Des orientations politiques de réduction des pertes après récolte dans les filières céréales et légumineuses disponibles en RD Congo.

26/04/2017

Une trentaine d’experts du monde agricole, les représentants de la Confédération paysanne du Congo (COPACO), de la Confédération nationale des producteurs agricoles du Congo (CONAPAC) et des délégués des Agences des Nations Unies basées à Rome (FAO, FIDA et PAM) ont donné le 6 avril 2017, à Kinshasa, des orientations politiques, techniques et stratégiques et des recommandations pour la réduction des pertes alimentaires en RD Congo. C’était au terme d’un atelier auquel le Secrétaire Général à l’Agriculture, Pêche et Elevage, le Dr Léopold Mulumba et le Représentant a.i de la FAO, Monsieur Alexis Bonte ont personnellement participé.

Pertes après récolte une menace mondiale

Les pertes enregistrées tout au long des chaînes d’approvisionnement, de la récolte à la commercialisation, ont un impact négatif significatif sur la sécurité alimentaire et nutritionnelle et les moyens d’existence des populations les plus vulnérables. Et dans un environnement où l’on projette la population à 9,1 milliards d’ici 2050, les études montrent la nécessité d’une augmentation de 70% de la demande alimentaire. Or, les études menées par la Banque mondiale en collaboration avec la FAO, estiment au niveau mondial les pertes totales des produits alimentaires à 1,3 milliards de tonnes/an.
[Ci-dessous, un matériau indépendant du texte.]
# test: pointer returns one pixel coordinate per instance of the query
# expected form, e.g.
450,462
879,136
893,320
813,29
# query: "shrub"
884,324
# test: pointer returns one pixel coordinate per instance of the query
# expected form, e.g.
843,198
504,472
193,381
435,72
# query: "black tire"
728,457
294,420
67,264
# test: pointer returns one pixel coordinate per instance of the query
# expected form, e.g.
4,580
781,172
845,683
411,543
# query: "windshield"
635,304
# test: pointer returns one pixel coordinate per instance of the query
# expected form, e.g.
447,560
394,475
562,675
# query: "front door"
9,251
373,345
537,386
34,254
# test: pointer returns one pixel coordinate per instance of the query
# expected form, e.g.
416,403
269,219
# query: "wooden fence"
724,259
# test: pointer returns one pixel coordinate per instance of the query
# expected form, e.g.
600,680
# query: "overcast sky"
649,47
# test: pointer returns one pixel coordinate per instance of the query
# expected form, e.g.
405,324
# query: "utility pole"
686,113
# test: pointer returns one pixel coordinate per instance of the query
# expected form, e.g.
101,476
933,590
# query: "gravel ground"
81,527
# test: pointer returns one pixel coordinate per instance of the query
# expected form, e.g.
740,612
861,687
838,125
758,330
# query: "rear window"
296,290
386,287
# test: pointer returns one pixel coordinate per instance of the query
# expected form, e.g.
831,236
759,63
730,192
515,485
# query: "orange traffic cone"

En Afrique subsaharienne elles sont évaluées à 48 milliards US/an alors que ces mêmes pertes pourraient combler les besoins alimentaires annuels de 48 millions de personnes.

La RD Congo  n’est pas épargnée

Pour une population estimée à 75 millions de personnes (Banque centrale, 2014) le nombre des populations rurales vivant de l’agriculture est estimée à 45 millions de personnes (soit 60%). Alors que la production agricole moyenne d’un paysan est estimée à  88 kg/an, la production totale est de 27 millions de tonnes/an. Or, les pertes alimentaires au niveau de la RDC sont évaluées à 30% de la production totale. Ce qui équivaut à 6 millions de tonnes, évaluées à 2 milliards de dollars US/an. Cela  représente plus de la moitié du budget national.

Pourtant, la consommation générale de la population congolaise tourne autour de 15 millions de kg/jour. Toutes ces pertes alimentaires peuvent  couvrir 16 jours de consommation de toute la population congolaise. Elles représentent 8000 hectares de terres arables perdues par an. Ce qui représente en valeur 3 ans du budget combiné des ministères de la Santé, de l’Agriculture, Pêche et Elevage, de l’Education et du Développement rural, selon les statistiques de la Banque centrale pour 2014.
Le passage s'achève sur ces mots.